DOI: 10.1134/S0006297911010020

This issue of Biokhimiya/Biochemistry (Moscow) presents reviews and experimental papers written by Russian and foreign authors that consider studies of DNA repair mechanisms and their role in maintaining the stability of the genome. Repair mechanisms responsible for correcting DNA damages provide for the safety of genetic information. Factors negatively influencing the stability of the human genome include mutagens, carcinogens, UV and ionizing radiation, and various chemical substances, e.g. products of tobacco smoke and of incomplete combustion of fuels. The increasing level of these factors in the environment increases the frequency of oncologic and cardiovascular diseases and results in premature aging.

Studies on mechanisms of DNA repair and replication and also on regulation of these processes are now a cutting edge the global science because this field of molecular biology is directly connected with both searches for approaches promoting the survival of organisms and for optimal treatments of cancer and other human diseases. Damage of DNA is the major way in the treatment of malignant tumors by chemotherapeutic drugs. Ionizing radiation is also widely used. The therapeutic effect of these agents depends on activities of DNA repair systems, because they eliminate DNA damage and this lowers the efficiency of chemo- and radiotherapy. Therefore, studies on the DNA repair systems and determination of their status in the cells of healthy subjects and patients are very important for clinical practice.

This issue contains contributions of leading researchers in the field of DNA repair mechanisms from different countries, for example Eugenia Dogliotti (Department of Environment and Primary Prevention, Istituto Superiore di Sanità, Italy) and Kaoru Sugasawa (Biosignal Research Center, Organization of Advanced Science and Technology, Kobe University, Japan). Other authors of works presented in this issue are graduates of the Novosibirsk State University who are successfully working in other countries: Grigory Dianov (Gray Institute for Radiation Oncology and Biology, University of Oxford, Great Britain), Alexander Mazin (Department of Biochemistry and Molecular Biology, Drexel University College of Medicine, USA), and also scientists from St.

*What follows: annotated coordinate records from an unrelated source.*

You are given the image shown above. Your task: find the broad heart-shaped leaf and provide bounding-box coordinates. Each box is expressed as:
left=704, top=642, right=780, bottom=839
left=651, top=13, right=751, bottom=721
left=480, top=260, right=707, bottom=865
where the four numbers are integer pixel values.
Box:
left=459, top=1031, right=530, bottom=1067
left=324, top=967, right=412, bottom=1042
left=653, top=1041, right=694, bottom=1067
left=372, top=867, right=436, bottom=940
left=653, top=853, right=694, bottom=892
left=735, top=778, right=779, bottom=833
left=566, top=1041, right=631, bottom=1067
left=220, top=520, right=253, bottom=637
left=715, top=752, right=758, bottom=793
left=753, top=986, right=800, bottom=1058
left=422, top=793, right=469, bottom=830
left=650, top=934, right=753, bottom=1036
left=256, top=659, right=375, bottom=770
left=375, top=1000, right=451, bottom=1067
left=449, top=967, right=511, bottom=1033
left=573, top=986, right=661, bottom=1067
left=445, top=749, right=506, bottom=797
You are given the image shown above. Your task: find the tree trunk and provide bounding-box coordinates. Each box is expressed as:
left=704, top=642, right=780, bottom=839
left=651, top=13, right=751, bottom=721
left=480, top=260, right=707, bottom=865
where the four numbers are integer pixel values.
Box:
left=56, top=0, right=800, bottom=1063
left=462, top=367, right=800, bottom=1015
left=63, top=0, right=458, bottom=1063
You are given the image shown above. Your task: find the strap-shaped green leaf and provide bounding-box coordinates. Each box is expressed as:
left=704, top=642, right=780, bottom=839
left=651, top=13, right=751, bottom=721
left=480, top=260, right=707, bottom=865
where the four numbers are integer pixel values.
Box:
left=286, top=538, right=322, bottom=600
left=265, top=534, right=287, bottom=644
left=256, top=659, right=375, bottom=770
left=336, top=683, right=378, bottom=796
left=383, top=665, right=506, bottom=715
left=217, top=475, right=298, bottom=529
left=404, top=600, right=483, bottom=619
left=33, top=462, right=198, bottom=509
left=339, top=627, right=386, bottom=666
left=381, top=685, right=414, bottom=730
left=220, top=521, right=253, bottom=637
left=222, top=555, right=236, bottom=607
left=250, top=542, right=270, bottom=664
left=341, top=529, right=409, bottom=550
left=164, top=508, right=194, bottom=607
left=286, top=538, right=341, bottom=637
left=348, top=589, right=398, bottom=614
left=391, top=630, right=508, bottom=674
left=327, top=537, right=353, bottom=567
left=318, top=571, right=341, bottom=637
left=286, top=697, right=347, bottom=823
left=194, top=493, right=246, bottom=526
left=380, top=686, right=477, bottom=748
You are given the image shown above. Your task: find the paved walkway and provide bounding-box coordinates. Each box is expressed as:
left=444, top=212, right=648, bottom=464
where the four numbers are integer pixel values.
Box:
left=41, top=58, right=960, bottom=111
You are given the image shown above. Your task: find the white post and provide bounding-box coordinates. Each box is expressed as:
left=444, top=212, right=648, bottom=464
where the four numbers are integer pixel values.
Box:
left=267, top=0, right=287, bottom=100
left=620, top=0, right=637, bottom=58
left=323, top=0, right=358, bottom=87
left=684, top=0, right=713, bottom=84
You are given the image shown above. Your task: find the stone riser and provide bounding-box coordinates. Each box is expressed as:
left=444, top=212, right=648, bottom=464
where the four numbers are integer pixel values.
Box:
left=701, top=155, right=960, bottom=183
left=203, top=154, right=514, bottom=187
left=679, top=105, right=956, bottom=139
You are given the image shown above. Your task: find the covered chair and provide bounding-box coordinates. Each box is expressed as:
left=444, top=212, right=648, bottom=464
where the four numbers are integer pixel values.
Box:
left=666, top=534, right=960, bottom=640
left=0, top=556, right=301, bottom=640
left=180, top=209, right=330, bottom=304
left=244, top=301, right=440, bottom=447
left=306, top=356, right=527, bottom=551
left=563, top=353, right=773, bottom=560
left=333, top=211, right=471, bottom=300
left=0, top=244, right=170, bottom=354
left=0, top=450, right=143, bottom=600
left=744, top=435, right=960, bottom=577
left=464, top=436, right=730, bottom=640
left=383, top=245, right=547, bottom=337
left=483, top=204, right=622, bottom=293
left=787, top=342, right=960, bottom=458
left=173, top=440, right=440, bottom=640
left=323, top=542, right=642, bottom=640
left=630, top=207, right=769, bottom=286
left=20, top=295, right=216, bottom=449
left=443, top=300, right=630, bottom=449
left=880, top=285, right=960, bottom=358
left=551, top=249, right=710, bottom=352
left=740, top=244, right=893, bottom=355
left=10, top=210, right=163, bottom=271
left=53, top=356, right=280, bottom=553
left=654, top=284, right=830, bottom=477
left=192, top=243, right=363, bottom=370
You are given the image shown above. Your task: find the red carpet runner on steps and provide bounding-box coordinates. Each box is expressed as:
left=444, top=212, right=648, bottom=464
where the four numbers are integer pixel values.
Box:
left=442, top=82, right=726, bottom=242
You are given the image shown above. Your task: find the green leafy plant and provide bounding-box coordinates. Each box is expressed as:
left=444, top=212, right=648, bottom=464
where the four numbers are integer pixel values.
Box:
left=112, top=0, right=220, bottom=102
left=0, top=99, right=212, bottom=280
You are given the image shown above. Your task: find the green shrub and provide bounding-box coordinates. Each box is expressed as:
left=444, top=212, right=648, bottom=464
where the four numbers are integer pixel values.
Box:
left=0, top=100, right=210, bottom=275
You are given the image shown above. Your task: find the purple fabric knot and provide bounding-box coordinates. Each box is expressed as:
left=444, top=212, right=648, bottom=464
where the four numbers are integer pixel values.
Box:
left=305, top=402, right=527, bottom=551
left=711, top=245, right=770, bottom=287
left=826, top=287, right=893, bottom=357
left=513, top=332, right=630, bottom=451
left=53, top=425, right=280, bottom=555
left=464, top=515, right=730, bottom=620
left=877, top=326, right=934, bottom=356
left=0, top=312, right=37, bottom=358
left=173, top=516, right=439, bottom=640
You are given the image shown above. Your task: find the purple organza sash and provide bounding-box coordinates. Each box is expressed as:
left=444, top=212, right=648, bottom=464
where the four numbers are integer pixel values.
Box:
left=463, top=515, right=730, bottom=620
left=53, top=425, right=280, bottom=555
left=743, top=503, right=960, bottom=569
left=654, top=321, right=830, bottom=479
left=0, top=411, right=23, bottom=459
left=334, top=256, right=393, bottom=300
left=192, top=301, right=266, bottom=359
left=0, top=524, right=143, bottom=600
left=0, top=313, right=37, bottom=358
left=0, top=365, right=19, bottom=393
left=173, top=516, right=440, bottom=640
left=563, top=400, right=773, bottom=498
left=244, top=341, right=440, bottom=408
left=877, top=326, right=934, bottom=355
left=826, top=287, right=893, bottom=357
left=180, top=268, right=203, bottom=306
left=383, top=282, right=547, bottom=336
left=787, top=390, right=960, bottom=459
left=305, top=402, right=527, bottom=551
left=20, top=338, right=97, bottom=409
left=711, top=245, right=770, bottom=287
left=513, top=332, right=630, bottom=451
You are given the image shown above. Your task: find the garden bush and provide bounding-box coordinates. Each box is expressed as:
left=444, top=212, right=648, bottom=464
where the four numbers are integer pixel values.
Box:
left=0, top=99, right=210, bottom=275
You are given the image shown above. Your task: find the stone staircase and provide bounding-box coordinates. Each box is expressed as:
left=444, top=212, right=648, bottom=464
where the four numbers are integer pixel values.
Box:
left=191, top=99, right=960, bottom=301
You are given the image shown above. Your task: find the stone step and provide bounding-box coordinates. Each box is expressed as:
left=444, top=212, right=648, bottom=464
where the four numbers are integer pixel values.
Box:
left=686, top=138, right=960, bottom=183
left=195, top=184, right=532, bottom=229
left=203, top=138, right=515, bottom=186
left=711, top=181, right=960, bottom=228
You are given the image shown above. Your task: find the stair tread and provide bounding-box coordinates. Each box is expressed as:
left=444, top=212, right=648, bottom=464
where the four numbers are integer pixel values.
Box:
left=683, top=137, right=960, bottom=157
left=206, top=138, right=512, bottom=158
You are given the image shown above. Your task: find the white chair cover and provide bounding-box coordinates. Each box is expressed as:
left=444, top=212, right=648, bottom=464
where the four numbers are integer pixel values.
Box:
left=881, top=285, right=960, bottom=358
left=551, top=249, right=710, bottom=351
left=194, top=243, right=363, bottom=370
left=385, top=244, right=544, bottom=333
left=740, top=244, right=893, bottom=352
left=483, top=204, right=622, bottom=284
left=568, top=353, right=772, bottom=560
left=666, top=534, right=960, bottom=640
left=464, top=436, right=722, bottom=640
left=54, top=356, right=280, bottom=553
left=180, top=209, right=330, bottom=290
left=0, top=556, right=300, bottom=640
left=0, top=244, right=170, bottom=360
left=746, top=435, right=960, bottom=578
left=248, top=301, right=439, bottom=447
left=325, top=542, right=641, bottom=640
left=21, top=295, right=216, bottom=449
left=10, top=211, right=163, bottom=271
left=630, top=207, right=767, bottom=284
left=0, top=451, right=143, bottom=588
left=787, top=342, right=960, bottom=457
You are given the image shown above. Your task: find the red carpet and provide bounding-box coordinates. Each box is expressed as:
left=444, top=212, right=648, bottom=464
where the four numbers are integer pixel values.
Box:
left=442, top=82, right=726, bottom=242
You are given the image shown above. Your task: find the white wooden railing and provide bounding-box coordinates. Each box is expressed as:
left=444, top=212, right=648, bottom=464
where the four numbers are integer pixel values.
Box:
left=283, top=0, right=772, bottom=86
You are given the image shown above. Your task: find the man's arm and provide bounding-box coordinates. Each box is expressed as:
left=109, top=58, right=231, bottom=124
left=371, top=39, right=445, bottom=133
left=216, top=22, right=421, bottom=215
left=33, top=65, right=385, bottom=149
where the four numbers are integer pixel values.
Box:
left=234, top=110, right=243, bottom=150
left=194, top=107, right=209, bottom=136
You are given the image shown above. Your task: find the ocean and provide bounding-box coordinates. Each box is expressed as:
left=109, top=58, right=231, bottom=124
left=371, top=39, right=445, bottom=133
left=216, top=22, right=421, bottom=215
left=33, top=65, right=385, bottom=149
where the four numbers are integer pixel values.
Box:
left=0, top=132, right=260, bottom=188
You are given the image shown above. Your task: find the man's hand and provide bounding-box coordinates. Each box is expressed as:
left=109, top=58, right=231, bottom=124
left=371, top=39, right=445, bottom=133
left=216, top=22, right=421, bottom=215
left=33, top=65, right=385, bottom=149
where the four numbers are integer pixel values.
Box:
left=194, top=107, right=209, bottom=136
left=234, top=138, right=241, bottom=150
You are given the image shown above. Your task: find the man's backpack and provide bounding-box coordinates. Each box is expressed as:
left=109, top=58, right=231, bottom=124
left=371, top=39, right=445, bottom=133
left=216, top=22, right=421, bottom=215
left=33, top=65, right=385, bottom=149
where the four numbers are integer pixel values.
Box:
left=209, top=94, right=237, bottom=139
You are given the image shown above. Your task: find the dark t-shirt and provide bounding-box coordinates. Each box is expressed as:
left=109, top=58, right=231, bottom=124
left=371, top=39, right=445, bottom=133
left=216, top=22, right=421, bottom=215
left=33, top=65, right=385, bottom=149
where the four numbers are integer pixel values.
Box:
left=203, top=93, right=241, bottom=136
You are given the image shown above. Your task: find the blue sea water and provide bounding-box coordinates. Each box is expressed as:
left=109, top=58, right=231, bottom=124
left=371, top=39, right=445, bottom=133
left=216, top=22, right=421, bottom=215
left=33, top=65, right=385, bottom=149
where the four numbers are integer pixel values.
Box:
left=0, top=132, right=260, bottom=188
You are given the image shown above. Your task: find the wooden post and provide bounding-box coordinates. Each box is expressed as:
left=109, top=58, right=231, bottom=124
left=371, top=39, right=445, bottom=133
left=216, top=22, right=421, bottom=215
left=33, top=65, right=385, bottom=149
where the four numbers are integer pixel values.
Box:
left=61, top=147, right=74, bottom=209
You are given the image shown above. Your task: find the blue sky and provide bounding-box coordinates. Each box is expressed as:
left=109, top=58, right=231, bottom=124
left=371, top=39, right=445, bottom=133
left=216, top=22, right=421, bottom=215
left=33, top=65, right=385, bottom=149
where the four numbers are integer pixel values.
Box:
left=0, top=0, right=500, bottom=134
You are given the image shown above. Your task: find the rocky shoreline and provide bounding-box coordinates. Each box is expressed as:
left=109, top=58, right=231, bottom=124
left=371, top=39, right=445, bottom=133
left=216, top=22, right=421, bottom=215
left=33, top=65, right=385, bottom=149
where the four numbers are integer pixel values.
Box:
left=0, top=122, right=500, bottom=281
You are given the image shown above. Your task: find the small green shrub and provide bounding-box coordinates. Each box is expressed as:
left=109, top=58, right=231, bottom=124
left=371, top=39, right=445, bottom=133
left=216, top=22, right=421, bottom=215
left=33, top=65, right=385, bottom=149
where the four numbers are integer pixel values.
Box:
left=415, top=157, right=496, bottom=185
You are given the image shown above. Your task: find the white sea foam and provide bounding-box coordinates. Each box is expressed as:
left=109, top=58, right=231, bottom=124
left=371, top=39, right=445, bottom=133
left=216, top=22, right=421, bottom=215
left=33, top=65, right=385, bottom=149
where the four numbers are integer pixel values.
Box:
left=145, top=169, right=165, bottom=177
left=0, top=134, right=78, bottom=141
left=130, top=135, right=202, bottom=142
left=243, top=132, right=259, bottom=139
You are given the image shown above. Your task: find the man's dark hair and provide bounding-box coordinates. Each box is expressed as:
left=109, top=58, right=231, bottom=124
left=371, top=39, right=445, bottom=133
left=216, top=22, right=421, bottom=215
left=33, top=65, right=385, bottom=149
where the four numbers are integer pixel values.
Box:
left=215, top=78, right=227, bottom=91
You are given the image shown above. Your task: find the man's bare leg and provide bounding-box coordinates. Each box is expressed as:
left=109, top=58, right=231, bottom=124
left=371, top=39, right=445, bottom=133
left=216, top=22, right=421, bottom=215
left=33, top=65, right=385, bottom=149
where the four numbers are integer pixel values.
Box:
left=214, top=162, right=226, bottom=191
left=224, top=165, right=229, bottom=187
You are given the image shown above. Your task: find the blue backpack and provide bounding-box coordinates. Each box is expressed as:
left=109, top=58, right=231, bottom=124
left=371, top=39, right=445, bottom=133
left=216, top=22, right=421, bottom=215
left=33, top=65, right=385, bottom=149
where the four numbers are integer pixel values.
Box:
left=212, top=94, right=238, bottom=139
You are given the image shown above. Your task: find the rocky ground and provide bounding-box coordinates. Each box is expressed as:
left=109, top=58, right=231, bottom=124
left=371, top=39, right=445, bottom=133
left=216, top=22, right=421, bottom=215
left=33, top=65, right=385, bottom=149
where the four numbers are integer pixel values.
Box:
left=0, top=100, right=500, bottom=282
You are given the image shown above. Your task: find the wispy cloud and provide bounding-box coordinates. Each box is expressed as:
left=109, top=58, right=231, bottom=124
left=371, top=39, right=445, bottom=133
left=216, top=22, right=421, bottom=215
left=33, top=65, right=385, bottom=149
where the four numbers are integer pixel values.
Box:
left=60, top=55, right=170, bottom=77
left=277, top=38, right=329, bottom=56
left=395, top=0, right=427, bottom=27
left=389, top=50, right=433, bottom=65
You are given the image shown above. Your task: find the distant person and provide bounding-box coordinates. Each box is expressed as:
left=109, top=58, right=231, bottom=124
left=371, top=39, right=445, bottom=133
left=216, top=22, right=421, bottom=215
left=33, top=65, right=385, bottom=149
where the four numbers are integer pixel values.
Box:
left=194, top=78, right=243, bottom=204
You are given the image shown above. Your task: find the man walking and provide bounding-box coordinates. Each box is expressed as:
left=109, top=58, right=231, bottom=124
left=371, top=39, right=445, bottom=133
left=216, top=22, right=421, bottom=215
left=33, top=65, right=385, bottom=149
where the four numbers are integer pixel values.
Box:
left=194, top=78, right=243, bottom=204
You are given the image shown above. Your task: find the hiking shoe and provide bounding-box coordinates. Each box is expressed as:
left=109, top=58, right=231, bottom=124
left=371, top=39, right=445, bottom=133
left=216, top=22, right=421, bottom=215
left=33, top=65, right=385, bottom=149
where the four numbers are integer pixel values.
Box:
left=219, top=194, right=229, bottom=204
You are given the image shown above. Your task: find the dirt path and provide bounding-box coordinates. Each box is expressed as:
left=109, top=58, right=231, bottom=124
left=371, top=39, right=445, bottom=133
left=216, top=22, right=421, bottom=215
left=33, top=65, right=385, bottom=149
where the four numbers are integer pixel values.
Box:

Petersburg working now in USA – Yury Pavlov and Pauline Shcherbakova (Eppley Institute for Research in Cancer and Allied Diseases, University of Nebraska Medical Center, USA). Many other papers are presented by leading researchers working in institutes of the Russian Academy of Sciences.

Note that studies on processes of DNA repair and practical aspects associated with creation of inhibitors and activators of these systems are now successfully studied in Russia. Thus, this is one of the leading directions of investigations in the Institute of Chemical Biology and Fundamental Medicine of the Siberian Branch of the Russian Academy of Sciences. The papers and reviews presented in this issue of the journal will allow the reader to look through the latest findings in the field and the most urgent problems in studies on DNA repair and replication.